愛を語る普通語(プートンホア)

火曜日は朝8時の日本語の授業に始まり、夜9時過ぎの聴講に終わる長い一日。昨夜は先生の特別サービス?9時20分まで長引き、帰宅して授業準備がある身には辛かった。火曜日聴講しているのは「語彙論」と夜の「普通話」。
 中国は広く、方言が大きく分けて10種類、殆ど通じあわない方言も多い。大学にはいろいろな地方出身者がいるので「普通語(プートンホア)」が共通言語となる。管理室の前の壁に「普通語で話しましょう」と呼びかけの紙が貼ってある。中央政府も普通語促進月間を設け普及に力をいれ、試験もあって1級から3級それぞれ甲乙あって、6レベルに分かれている。公務員で3級の乙、国語の先生で1級、省級のアナウンサーなどは勿論1級の甲に合格しているべきとされている。
 それぞれの地方出身によって、不得意な発音が違う。
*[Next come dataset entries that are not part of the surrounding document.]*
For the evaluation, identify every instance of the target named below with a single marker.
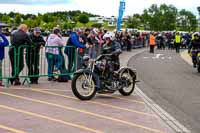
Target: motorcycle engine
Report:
(101, 65)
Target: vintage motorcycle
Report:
(96, 78)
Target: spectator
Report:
(152, 42)
(100, 40)
(3, 42)
(73, 43)
(54, 55)
(18, 38)
(177, 42)
(32, 56)
(93, 43)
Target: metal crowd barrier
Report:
(24, 57)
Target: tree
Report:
(159, 18)
(134, 21)
(96, 25)
(67, 25)
(83, 18)
(6, 18)
(186, 21)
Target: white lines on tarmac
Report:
(11, 129)
(76, 110)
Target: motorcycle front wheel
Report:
(83, 86)
(128, 89)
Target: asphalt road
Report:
(51, 107)
(171, 83)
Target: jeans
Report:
(1, 70)
(32, 61)
(17, 62)
(151, 48)
(177, 45)
(70, 52)
(51, 62)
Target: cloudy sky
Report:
(100, 7)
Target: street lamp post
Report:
(198, 8)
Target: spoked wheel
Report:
(198, 68)
(129, 83)
(83, 86)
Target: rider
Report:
(195, 46)
(112, 47)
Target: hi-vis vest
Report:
(152, 40)
(178, 39)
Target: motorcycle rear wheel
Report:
(88, 89)
(127, 91)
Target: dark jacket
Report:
(73, 41)
(195, 45)
(19, 38)
(3, 43)
(37, 41)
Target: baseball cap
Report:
(37, 29)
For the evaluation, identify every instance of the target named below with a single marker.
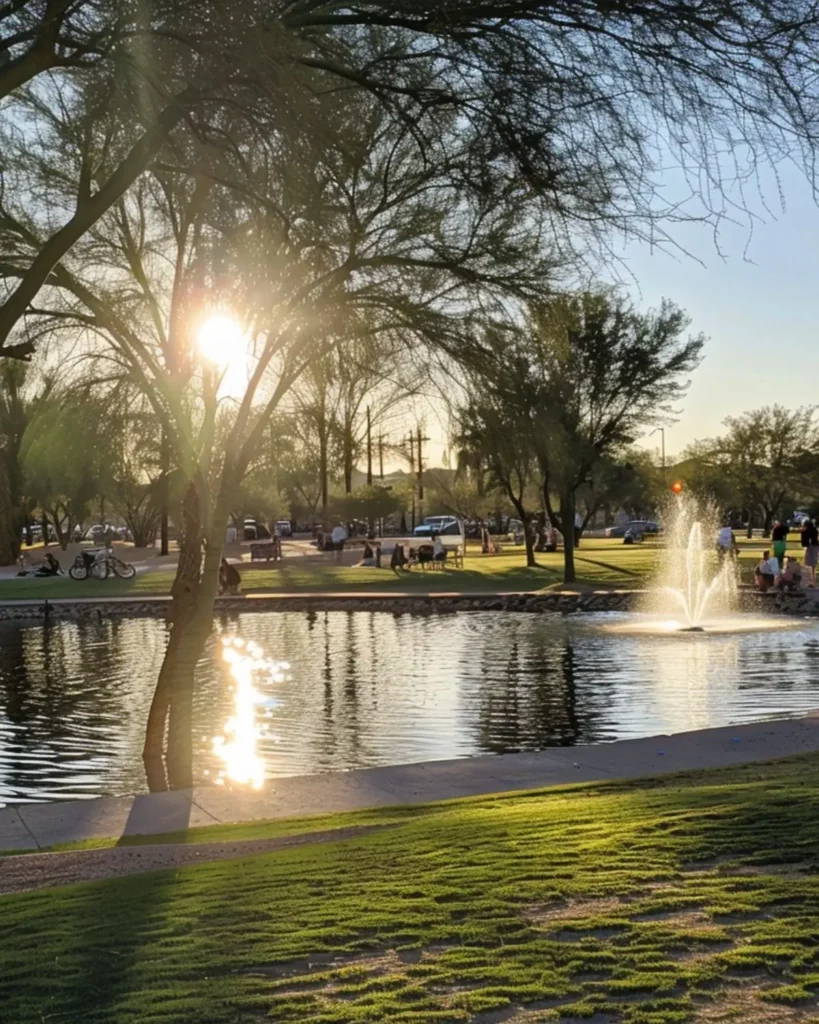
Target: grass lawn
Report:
(693, 898)
(600, 562)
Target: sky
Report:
(757, 301)
(753, 292)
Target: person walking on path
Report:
(810, 541)
(779, 539)
(339, 536)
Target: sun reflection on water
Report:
(238, 749)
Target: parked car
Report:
(437, 524)
(255, 530)
(637, 527)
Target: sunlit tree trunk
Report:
(567, 528)
(170, 766)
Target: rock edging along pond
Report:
(804, 603)
(566, 603)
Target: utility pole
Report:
(420, 475)
(662, 457)
(369, 450)
(412, 471)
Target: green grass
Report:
(600, 562)
(651, 902)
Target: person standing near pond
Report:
(810, 541)
(779, 539)
(339, 536)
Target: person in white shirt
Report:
(577, 528)
(726, 543)
(339, 536)
(767, 571)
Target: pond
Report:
(363, 689)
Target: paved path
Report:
(47, 870)
(28, 826)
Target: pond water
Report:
(375, 688)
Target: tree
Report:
(418, 265)
(571, 388)
(17, 404)
(62, 456)
(764, 455)
(370, 504)
(602, 373)
(627, 479)
(571, 98)
(498, 430)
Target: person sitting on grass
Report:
(398, 559)
(229, 579)
(790, 579)
(779, 539)
(369, 558)
(766, 572)
(726, 543)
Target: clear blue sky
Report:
(760, 308)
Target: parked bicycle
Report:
(99, 563)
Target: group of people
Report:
(425, 553)
(777, 570)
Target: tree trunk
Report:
(9, 521)
(191, 617)
(526, 518)
(324, 474)
(531, 561)
(567, 518)
(347, 462)
(165, 465)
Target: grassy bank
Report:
(695, 898)
(600, 562)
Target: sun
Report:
(221, 341)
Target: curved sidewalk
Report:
(30, 826)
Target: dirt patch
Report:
(559, 913)
(783, 870)
(694, 920)
(364, 968)
(744, 1006)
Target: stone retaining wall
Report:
(804, 604)
(413, 604)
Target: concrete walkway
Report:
(29, 826)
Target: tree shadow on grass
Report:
(79, 952)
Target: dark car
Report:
(438, 524)
(637, 527)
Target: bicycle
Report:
(99, 564)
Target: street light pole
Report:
(662, 458)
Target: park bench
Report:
(263, 551)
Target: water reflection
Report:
(368, 689)
(238, 750)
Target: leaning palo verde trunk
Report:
(190, 620)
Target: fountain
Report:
(702, 587)
(691, 580)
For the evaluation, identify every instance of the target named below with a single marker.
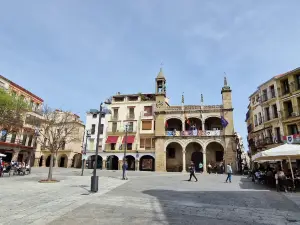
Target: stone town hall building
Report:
(162, 137)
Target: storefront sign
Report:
(292, 139)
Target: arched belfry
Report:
(160, 83)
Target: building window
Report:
(142, 143)
(91, 144)
(259, 118)
(93, 129)
(292, 129)
(13, 138)
(275, 112)
(272, 91)
(113, 146)
(171, 153)
(129, 146)
(101, 128)
(267, 113)
(219, 156)
(24, 139)
(265, 95)
(30, 140)
(255, 120)
(115, 113)
(147, 110)
(285, 87)
(298, 81)
(114, 127)
(147, 125)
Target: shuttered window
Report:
(147, 125)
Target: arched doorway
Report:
(193, 124)
(147, 163)
(41, 161)
(48, 161)
(63, 161)
(173, 127)
(131, 162)
(213, 123)
(174, 157)
(112, 162)
(194, 152)
(77, 161)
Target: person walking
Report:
(229, 172)
(192, 172)
(124, 168)
(200, 167)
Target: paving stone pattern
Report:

いつも私の隣に座っている四川省出身の男子学生などは後鼻音と呼ばれる「-ng」音ができないと嘆いている。(人懐っこくていい人だ)。日本人には前鼻音[-n]がもっと難しいと思う。例えば「山羊」は漢字は同じだが、発音はshan yang 前鼻音と後鼻音があり、日本語にない捲舌音から始まるのでこんな簡単な単語にも関わらず発音は難しい。
 小さい頃からそれなりに普通語をTVなどで聞いて育ち、高等教育を受けた学生達さえ、こうして学びなおす必要があるのだから、簡単な発音体系の日本語話者には学びにくいはずだ。四声も頭が痛い(嘆息)。
 この授業の最後のほうで、先週は後鼻音の多い武侠ドラマの勇壮なテーマソングを歌った。「-ng」は思い切って口を開放するといいとのこと。今週は軽声。かなり詩的な恋愛ダイアローグを読んだ。「君は僕のもの」「君は光り、君の目は空の星・・・」と愛を語る内容なので隣の男子学生が恥ずかしがっている。ほんとに(汗)。でも、確かに強弱の感覚を掴むには良さそう。「覚えておいて将来ガールフレンドに言ってあげてね」などと突っ込みを入れつつ練習した。
 昨日あるところで「日本に留学したことがありますか?」と聞かれたので、「普通語」クラスの効果ありってことかな。自分を学生の身に置いてみるところにもまた、学ぶところがある。